My 5yo didn’t wanna get in the bath last night so I told her it was filled with birthday water and this was her only chance to experience it until her next bday and I’ve never seen her get in the bath faster. Now if you don’t mind, I’m gonna ride this parenting high for a bit.
Happy MOM THIS HUGE ASSIGNMENT IS DUE TOMORROW AND I’VE JUST STARTED IT to all those who celebrate.
A mosquito fell into my beer five minutes ago and now he’s naked and calling his ex-girlfriends and drinking my beer
What I said: Please help clean up after dinner.
What my 6yo heard: Commence pirouetting.
That’s the last time I follow some dude into the woods just because he tells me he’s a wizard.
Salad is the decaf of food.
Everyone’s a gangsta until you make eye contact with a stranger whilst shoveling tacos in your face.
My favourite bit of every James Bond film is the bit immediately after the titles when Bond goes to the office and gets told off by his boss. That bit, I can really relate to.
Me: Ugh, these edibles are crap. I don’t feel a thing.
Cockroach sitting next to me on the sofa: Tell me about it, sister.
3: *wakes up before her brother* Mommy, I slept faster!

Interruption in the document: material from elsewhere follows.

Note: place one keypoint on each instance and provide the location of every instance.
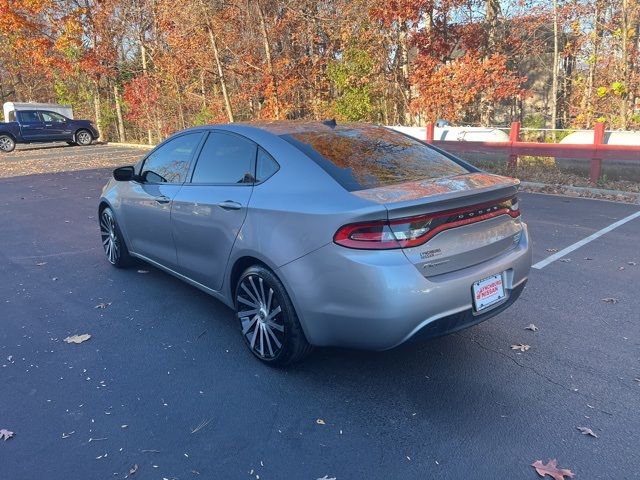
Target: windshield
(366, 157)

Me: In sleeping the winner is the one who sleeps slower
told someone “my scrubs are made from cotton but i’m made of boyfriend material” then they blocked me immediately
Did you come from a “never take medicine for any reason whatsoever” family or a “you might get a headache today, take 12 advil” family
Invention of the hug:
“You look sad. Let me choke your whole body”
God *creates slugs* meant to do this a while ago
Slug: So you’re saying you’re….sluggish haha
God *creates salt*
So the six-year-old has permanently moved in to her new place, under the kitchen table.

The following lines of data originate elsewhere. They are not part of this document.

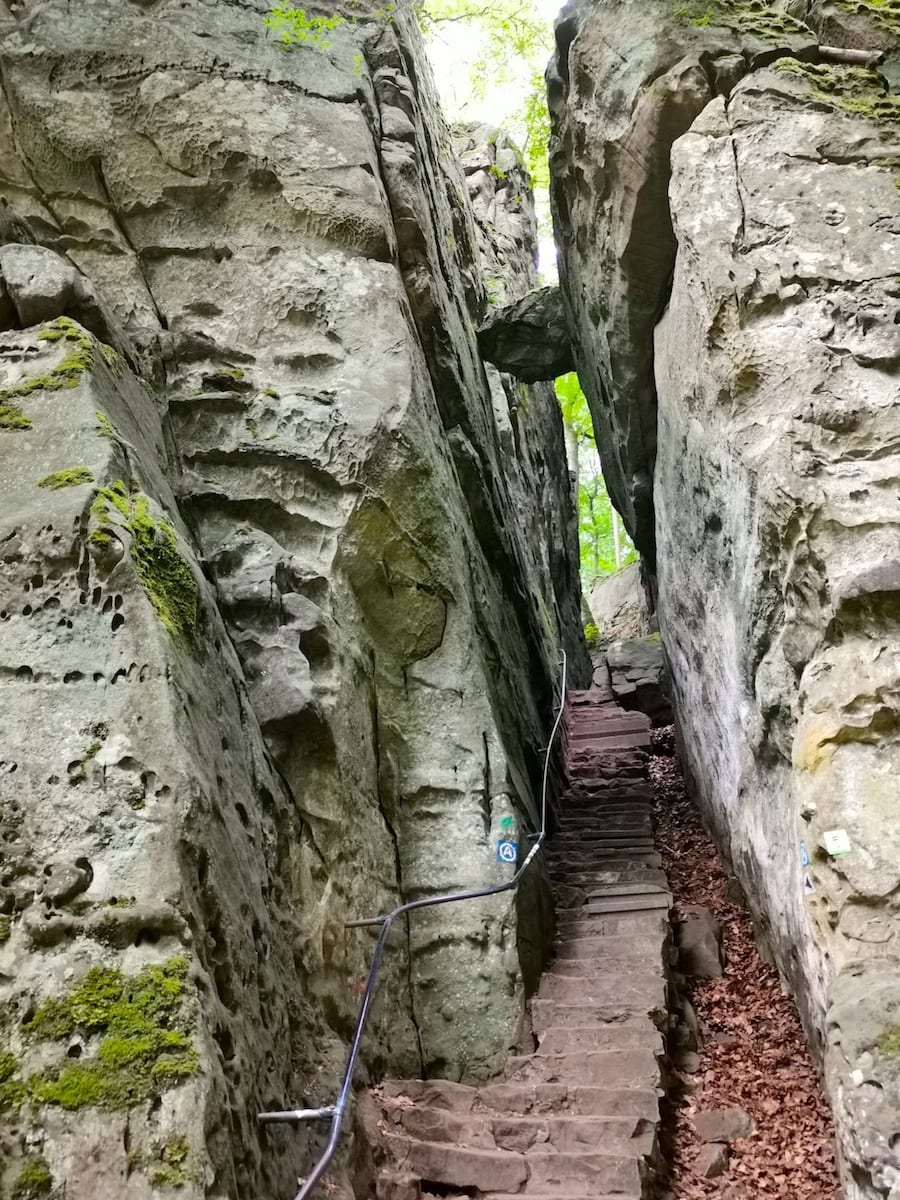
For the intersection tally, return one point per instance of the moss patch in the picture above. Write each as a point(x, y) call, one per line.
point(105, 426)
point(855, 90)
point(71, 478)
point(171, 1168)
point(750, 17)
point(145, 1045)
point(34, 1180)
point(162, 570)
point(66, 373)
point(12, 1089)
point(12, 418)
point(885, 13)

SKETCH ARTIST: *holds up drawing of a single bit of straw*
CAMEL: [in a wheelchair, tears in his eyes] That’s him!
Buying a house has proven to be a lot like dating: All the really good ones aren’t even on the market and the rest are in need of a lot of repairs
WE ARE CURRENTLY EXPERIENCING HIGH CALL VOLUMES. WE RECOMMEND HOLDING THE PHONE AWAY FROM YOUR EAR.
Kids don’t care what their parents do or have done in life. I could cure cancer and my kids would be like LET ME TALK TO YOU ABOUT MINECRAFT, PEASANT
Pretty sure I know what my wife’s getting me for my birthday cause when I guessed, “A 3-way?” she got all angry like I ruined the surprise.
I think my wife discovered that I opened a new bag of chips before the old one was finished. Just in case I suddenly disappear.